So wie der OB von Pforzheim denken viele europäische Politiker. Dies bereitet den amerikanischen Banken großes Unbehagen. Denn sie fürchten tausende Prozesse vor europäischen Gerichten. Nimmt man den BGH als Maßstab, dürften die europäischen Gerichte geneigt sein, hohe Maßstäbe an die Beratungspflichten anzulegen und damit den US-Banken erheblichen Ärger bescheren.

Mit dem TTIP wäre es möglich, den ordentlichen nationalstaatlichen Rechtsweg zu umgehen. Im Völkerrecht gilt der Grundsatz, dass ein Urteil nur akzeptiert wird, wenn es gemäß „due process of law“ erfolgt ist. Dies bedeutet, dass es eine verfassungsmäßige Garantie geben müsse, dass ein Gesetz nicht „unvernünftig, beliebig oder willkürlich“ sein dürfe. So versteht sich das angelsächsische „common law“. Der Interpretation sind hier keine Grenzen gesetzt – weshalb es im internationalen Recht auch die Schiedsgerichte gibt: Sie sollen den Streitparteien die Grundsatz-Debatten ersparen und gleich zum Wesentlichen führen – zu einer Einigung auf eine Summe, die zu bezahlen ist.

Die Amerikaner fühlen sich im Zuge der Prozesse wegen der Finanzprodukte allerdings vor europäischen Gerichten unsicher wie auf Hoher See. Sie fürchten, dass nun zahllose europäische Institutionen auf die Idee kommen könnten, wie der OB von Pforzheim zu sagen: „I want my money back.“

Der italienische Botschafter in Italien hat dieses Unbehagen – wohl etwas unbedacht – artikuliert und damit die Katze aus dem Sack gelassen. Seine grundsätzlichen Bemerkungen erklären, warum die Amerikaner es mit dem TTIP so eilig haben.

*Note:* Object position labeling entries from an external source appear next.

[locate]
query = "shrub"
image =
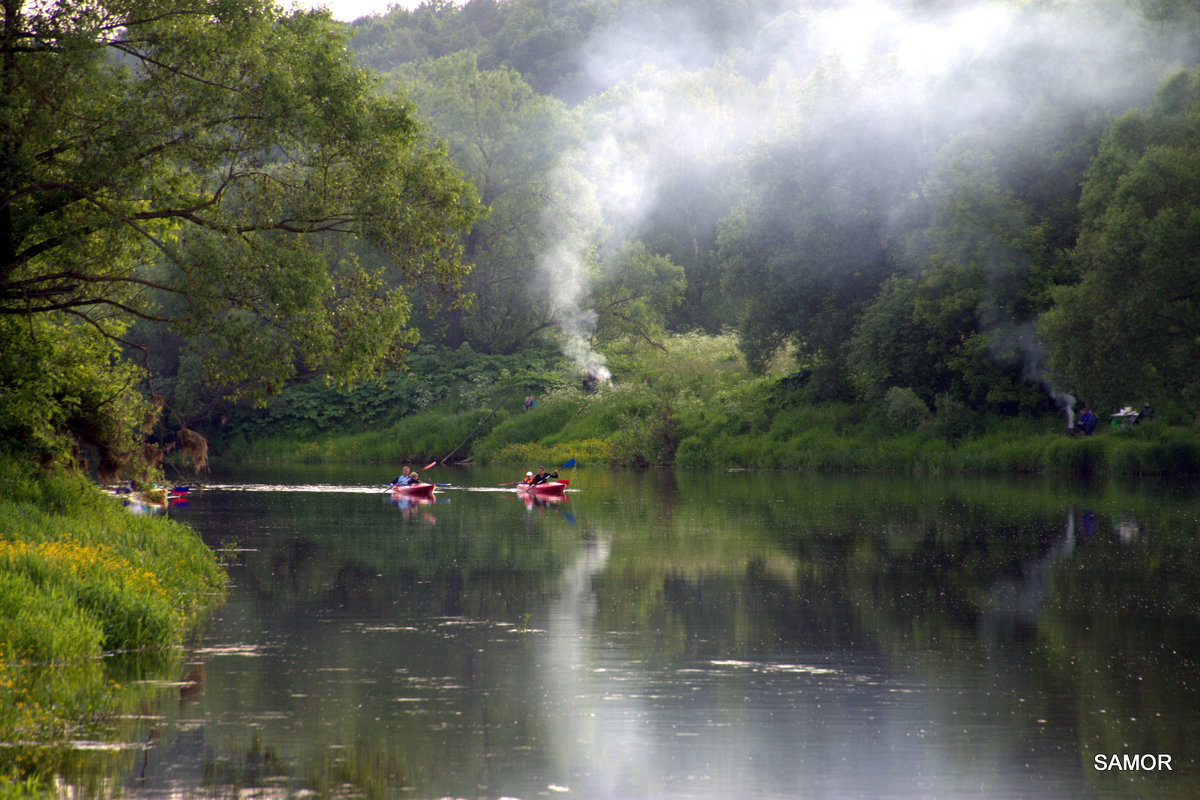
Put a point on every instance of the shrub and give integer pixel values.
(905, 409)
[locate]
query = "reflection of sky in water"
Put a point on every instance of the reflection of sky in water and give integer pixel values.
(556, 704)
(736, 728)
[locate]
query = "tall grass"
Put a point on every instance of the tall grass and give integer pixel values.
(81, 576)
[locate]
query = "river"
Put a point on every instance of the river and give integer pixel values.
(687, 635)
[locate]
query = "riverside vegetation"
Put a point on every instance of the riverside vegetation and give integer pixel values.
(81, 578)
(690, 403)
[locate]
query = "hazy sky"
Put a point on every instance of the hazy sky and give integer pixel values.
(351, 10)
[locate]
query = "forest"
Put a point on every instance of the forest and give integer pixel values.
(225, 222)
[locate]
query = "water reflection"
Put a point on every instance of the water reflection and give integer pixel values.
(718, 637)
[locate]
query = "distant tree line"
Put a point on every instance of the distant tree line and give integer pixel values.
(972, 204)
(1012, 226)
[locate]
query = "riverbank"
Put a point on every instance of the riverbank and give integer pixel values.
(694, 404)
(82, 577)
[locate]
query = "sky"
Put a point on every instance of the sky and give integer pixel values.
(351, 10)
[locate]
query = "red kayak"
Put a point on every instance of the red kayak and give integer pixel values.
(413, 491)
(550, 488)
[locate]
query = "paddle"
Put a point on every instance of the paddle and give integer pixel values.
(435, 462)
(569, 463)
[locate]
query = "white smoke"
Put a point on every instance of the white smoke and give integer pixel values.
(664, 102)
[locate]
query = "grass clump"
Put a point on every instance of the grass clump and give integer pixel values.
(79, 576)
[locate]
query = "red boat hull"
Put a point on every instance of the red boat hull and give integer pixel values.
(413, 491)
(550, 488)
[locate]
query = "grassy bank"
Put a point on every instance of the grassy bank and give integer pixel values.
(695, 404)
(81, 576)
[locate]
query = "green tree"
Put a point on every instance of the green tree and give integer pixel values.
(509, 142)
(1131, 328)
(635, 293)
(189, 162)
(813, 240)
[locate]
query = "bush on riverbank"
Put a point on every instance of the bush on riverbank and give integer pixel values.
(695, 404)
(79, 576)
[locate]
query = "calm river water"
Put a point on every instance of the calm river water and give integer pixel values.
(688, 635)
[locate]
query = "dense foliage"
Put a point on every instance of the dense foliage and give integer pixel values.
(927, 209)
(193, 164)
(924, 200)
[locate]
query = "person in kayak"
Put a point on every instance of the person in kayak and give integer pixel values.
(541, 476)
(406, 477)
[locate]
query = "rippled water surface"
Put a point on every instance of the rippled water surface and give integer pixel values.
(700, 635)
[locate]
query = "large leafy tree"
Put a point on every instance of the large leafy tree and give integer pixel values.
(189, 162)
(1129, 329)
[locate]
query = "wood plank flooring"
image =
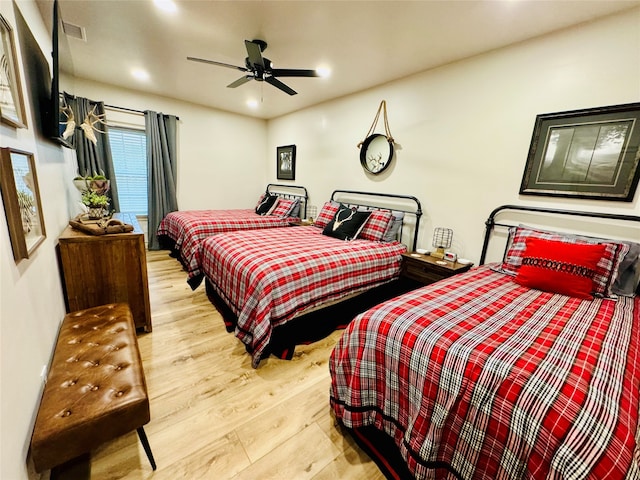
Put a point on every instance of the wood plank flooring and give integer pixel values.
(215, 417)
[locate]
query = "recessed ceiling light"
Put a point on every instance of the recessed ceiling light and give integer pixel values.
(166, 5)
(324, 72)
(140, 74)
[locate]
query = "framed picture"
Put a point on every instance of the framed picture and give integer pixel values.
(286, 162)
(21, 198)
(591, 153)
(11, 103)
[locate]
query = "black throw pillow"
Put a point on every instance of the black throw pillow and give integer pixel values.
(265, 205)
(346, 224)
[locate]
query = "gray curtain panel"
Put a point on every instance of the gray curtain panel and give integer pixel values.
(161, 169)
(92, 158)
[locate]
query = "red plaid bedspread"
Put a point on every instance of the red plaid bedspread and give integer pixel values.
(267, 276)
(188, 228)
(482, 377)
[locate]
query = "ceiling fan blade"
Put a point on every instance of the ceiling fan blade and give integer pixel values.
(278, 84)
(291, 72)
(220, 64)
(241, 81)
(255, 53)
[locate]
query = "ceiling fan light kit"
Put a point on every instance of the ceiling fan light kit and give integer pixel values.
(260, 68)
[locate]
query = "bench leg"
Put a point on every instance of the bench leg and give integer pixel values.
(146, 446)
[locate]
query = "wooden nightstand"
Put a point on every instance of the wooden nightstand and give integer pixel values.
(426, 269)
(101, 269)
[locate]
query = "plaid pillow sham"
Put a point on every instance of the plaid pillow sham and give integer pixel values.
(284, 207)
(375, 228)
(327, 212)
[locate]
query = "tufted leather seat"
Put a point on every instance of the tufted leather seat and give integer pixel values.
(95, 389)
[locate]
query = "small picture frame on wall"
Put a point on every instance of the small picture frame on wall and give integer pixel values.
(12, 110)
(21, 198)
(591, 153)
(286, 162)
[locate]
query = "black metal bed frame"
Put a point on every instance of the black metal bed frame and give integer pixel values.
(287, 191)
(417, 212)
(491, 223)
(380, 447)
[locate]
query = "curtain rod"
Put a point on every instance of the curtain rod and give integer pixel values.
(132, 110)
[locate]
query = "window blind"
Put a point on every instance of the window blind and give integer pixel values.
(129, 154)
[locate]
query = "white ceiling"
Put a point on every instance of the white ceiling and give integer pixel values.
(364, 43)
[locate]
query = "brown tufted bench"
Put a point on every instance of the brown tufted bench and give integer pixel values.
(95, 389)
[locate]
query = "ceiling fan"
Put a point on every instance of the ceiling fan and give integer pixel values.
(259, 68)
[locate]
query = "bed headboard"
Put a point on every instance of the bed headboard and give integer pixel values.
(491, 222)
(408, 204)
(292, 192)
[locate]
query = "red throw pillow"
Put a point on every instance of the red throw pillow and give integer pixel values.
(559, 267)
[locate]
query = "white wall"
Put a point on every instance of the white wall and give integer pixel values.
(465, 128)
(220, 154)
(31, 301)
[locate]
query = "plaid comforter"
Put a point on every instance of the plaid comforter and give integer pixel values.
(267, 276)
(188, 228)
(476, 377)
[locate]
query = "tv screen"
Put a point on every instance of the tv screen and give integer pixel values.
(43, 83)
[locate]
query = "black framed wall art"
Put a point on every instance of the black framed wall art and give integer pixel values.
(590, 153)
(286, 162)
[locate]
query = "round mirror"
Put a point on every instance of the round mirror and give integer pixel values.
(376, 153)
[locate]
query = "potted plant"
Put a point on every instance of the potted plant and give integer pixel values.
(96, 183)
(97, 203)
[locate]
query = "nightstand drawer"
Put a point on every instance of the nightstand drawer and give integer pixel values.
(423, 272)
(426, 269)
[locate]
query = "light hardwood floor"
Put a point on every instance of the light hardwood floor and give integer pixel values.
(215, 417)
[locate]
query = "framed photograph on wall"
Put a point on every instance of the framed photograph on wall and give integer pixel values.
(286, 162)
(11, 102)
(591, 153)
(21, 198)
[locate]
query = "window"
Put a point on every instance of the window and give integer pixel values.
(129, 154)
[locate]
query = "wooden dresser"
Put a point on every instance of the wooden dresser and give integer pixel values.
(101, 269)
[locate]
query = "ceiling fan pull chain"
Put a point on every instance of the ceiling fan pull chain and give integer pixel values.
(382, 108)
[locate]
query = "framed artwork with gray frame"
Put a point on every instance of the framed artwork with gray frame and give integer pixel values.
(21, 198)
(590, 153)
(286, 162)
(12, 110)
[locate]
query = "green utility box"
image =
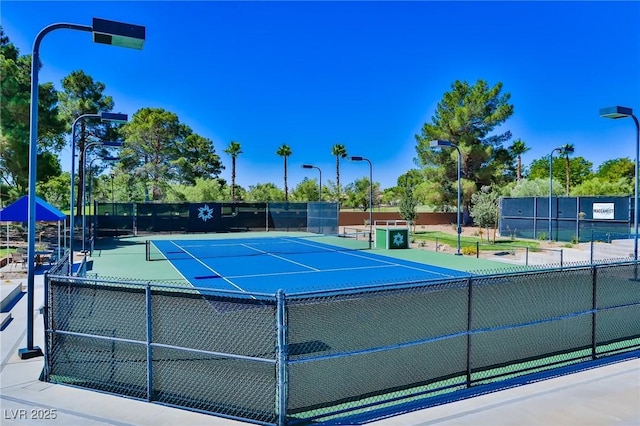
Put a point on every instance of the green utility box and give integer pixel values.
(392, 238)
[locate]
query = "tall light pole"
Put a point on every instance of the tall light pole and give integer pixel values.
(440, 144)
(84, 173)
(561, 151)
(624, 112)
(356, 158)
(106, 117)
(89, 194)
(310, 166)
(105, 32)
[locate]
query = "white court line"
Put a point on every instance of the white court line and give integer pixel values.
(282, 258)
(351, 253)
(276, 274)
(209, 268)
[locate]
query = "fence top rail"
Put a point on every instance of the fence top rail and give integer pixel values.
(350, 291)
(114, 282)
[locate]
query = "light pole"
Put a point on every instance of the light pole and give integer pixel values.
(106, 117)
(105, 32)
(439, 144)
(310, 166)
(561, 150)
(84, 173)
(370, 195)
(91, 192)
(113, 206)
(624, 112)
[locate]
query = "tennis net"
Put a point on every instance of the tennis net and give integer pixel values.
(201, 249)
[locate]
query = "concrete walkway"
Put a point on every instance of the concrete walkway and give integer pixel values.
(607, 395)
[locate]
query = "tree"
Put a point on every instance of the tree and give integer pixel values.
(566, 150)
(15, 93)
(339, 151)
(82, 95)
(56, 190)
(233, 150)
(284, 151)
(600, 186)
(579, 170)
(517, 148)
(307, 190)
(203, 190)
(536, 188)
(466, 116)
(485, 208)
(159, 150)
(358, 194)
(197, 159)
(612, 170)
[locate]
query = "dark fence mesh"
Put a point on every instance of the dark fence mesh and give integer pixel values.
(115, 219)
(322, 218)
(572, 218)
(287, 216)
(220, 357)
(384, 331)
(322, 356)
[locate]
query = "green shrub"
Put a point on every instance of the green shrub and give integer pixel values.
(469, 251)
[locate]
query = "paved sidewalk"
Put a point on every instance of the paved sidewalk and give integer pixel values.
(607, 395)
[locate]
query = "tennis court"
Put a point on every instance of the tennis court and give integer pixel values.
(294, 264)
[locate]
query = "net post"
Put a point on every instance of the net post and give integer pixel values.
(594, 309)
(149, 340)
(469, 330)
(282, 354)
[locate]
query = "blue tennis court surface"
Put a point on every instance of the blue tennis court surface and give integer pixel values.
(265, 265)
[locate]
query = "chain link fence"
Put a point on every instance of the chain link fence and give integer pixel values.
(326, 355)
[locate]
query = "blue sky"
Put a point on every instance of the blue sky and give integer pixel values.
(364, 74)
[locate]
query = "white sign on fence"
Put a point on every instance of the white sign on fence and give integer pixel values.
(603, 211)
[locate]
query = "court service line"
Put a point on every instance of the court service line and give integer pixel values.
(350, 253)
(275, 274)
(209, 268)
(281, 258)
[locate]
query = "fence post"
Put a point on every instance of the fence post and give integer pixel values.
(282, 354)
(594, 307)
(47, 332)
(149, 339)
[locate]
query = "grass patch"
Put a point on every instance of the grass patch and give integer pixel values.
(501, 244)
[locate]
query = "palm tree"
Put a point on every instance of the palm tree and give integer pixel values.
(565, 150)
(339, 151)
(518, 148)
(233, 150)
(284, 151)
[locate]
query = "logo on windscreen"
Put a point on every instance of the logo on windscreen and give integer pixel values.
(205, 213)
(398, 239)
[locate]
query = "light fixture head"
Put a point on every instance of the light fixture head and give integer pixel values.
(616, 112)
(111, 143)
(118, 33)
(438, 143)
(114, 117)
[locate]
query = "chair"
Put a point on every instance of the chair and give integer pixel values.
(17, 257)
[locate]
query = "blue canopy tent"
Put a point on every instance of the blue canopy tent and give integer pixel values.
(19, 210)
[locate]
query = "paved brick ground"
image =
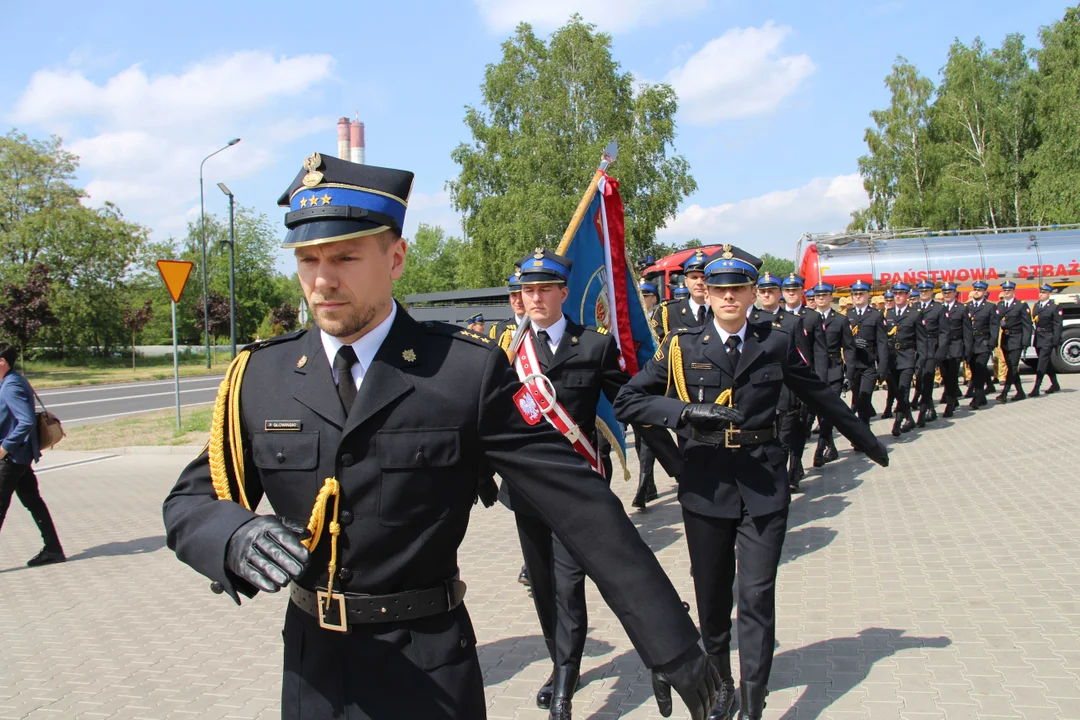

Der Fall hat eine einfache Vorgeschichte: Ein italienischer Staatsanwalt hatte die US-Ratingagenturen Standard & Poor’s, Moody’s und Fitch angeklagt, weil sie die Kreditwürdigkeit Italiens in Misskredit gebracht hätten. Das Verfahren gegen Moody’s war nie eröffnet worden. Der Prozess gegen Fitch wurde nach Mailand abgegeben und dort eingestellt, wie die Ratingagentur mitteilte. Nun ermittelt derselbe Staatsanwalt in Trani in Apulien ermittelt gegen die Deutsche Bank und fünf ehemalige Vorstände wegen angeblicher Marktmanipulation. Unter ihnen sind auch die früheren Vorstandschefs Josef Ackermann und Anshu Jain. Die Deutsche Bank hatte im ersten Halbjahr 2011 sieben Milliarden Euro an italienischen Staatsanleihen verkauft, fast 90 Prozent ihres Gesamtbestandes. Staatsanwalt Michele Ruggiero hält das für anrüchig, nachdem die Analysten der Bank Anfang 2011 ihre Kunden noch beruhigt hätten, dass die Staatschulden Italiens keinen Grund zur Besorgnis gäben, wie es in Ermittlerkreisen heißt.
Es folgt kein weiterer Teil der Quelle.